Joseph Marcell as Cymbeline Credit: Marc Brenner
Emily Barber as Innogen (as Fidele) Credit: Marc Brenner
Jonjo O'Neill as Posthumus Credit: Marc Brenner
Eugene O'Hare as Iachimo Credit: Marc Brenner
Pauline McLynn as the Queen and Christopher Logan as Cornelus Credit: Marc Brenner

The 1623 First Folio puts Cymbeline among Shakespeare’s tragedies but, though it has bad things happen and good men taking wrong action, it has a happy ending. Its title monarch is a legendary British king at the beginning of the first century but it isn’t history either: it‘s romance rather.

Like those other late plays The Tempest, The Winter’s Tale and Pericles to be seen here later in this season, it was probably written for the company’s Blackfriars indoor theatre and so particularly appropriately staged here.

The story centres on Princess Innogen (the name now favoured rather than the Folio’s Imogen, now thought to be a misprint), whose new husband Posthumus is banished by Cymbeline her father, who had another marriage in mind, to his stepson Cloten. Innogen’s faithfulness and chastity become the subject of a bet between husband Posthumus and Roman Iachimo, but that is only one strand in complex plotting.

Sam Yates delivers a straightforward, swift-moving production, scenes almost overlapping. It doesn’t impose any directorial concept but leaves the play’s eclectic elements to draw their own responses. Costume is Jacobean for the men with armour and sashes that hint at togas for the Romans, the women in gowns more timeless.
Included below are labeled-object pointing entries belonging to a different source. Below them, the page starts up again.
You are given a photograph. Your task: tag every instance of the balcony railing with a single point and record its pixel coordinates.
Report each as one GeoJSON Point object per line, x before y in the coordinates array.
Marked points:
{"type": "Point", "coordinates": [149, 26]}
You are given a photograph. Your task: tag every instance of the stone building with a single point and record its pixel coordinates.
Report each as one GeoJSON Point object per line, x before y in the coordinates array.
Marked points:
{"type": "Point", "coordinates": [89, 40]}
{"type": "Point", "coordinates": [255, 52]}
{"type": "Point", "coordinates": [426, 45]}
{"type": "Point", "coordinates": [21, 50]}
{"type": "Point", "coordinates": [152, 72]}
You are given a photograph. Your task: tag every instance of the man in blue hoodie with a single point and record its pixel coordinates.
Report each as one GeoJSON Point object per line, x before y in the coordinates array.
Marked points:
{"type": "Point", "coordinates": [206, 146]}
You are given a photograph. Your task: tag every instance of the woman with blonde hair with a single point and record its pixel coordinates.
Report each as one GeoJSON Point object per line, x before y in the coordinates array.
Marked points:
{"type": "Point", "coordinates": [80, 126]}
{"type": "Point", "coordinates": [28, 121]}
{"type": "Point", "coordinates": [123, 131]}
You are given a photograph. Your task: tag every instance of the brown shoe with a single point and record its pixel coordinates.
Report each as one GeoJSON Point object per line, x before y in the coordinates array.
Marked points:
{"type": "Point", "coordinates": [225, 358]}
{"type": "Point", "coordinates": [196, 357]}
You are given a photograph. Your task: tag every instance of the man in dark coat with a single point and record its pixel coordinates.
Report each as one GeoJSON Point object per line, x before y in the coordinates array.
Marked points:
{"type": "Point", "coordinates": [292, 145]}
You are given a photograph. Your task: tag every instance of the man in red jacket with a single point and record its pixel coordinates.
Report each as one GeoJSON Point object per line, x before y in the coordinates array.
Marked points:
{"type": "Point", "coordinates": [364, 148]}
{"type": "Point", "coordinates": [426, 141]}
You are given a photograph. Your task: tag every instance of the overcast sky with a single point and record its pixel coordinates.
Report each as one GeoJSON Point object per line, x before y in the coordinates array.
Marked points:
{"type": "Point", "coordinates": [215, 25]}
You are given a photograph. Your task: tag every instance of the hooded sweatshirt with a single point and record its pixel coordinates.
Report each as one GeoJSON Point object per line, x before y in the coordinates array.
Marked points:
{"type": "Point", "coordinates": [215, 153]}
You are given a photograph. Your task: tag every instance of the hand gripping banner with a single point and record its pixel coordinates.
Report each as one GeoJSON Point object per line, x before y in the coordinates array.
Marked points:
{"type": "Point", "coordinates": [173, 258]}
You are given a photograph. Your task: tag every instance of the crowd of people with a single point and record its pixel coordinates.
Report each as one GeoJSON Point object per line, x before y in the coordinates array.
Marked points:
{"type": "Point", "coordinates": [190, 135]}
Furniture is limited to one scene when the plot demands a chest and a bed, giving them added importance that makes the sleeping Innogen’s exposure doubly prurient.

Rich cloth glows in candlelight and lower light levels make one concentrate on faces. The panelled stage with its gilding and the actors create a glamorous image but don’t distract. Concentration is drawn inwards on the text, which is delivered well and clearly. This is a production in which almost every layer is in command of the verse, making sense flow freely so that it works its effect without drawing undue attention to its form.

Joseph Marcell is an impressive, kingly Cymbeline, an autocrat who can be gentle or fiery, but at times ill-advised: he has never been aware of his second wife’s malevolence. She is the archetypical wicked stepmother. Pauline McLynn plays her with a smile that belies her badness but she’s out to get rid of Innogen and secure the succession for her son Cloten.

Calum Callaghan makes him more selfish dolt that truly evil. Perhaps the first Globe’s audience would have booed these two like pantomime baddies, but perhaps, in indoor proximity and in front of gentry, a subtler approach worked better—though it does make chopping his head off a bit drastic: when played more broadly it might raise a cheer.

Eugene O’Hare’s Iachimo is another instance of malevolence played down. But this is all in ratio: people down strut around being obvious villains, even though they may share evil thoughts with the audience.

This Posthumus gets Irish charm from Jonjo O’Neill; you can see what Innogen fell for. Would early modern ideas of honour make his reactions more understandable? But the plotting puts almost everyone here doing wrong to build to an almost Agatha Christie denouement of explanation and a finale that all Shakespeare’s romances share of wrongs being forgiven.

There are strong performances too from Brendan O’Hea as earlier exile Belarius and Darren Kuppan and Sid Sagar as the royal sons he abducted and raised, though their well-known dirge over the body of seeming dead Fidele is rather muted.

Emily Barber’s Innogen seems almost too innocent—she sounds so protected and well brought up you wonder how she got together with her husband—but once disguised in male guide as Fidele she discovers new depth and awareness and what risked being conventional fairy tale princess becomes interesting.

A particularly fine performance by Trevor Fox, who makes Posthumus’s servant Pisanio a Northumbrian, demonstrates perfectly how subtle playing works so well in this playhouse. It enables an intimacy with the audience that allows response moment by moment. This more easily accommodates the sudden shifts from deadly serious to humour that occur often in the latter half of the play.

In contrast to this almost naturalness, a more stylized action suggests battle and a grand effect can be even more effective as in the appearance of a deus ex machina. But Yates seems misguided here in turning that moment in this play into something comic with a female Jupiter slowly lowered, big-bosomed and skirt trailing.

You might psychologically explain a guilty Posthumus having a dream of the great male god made female as a serious comment but that’s not what this does. Shakespeare surely wants this to impress us!.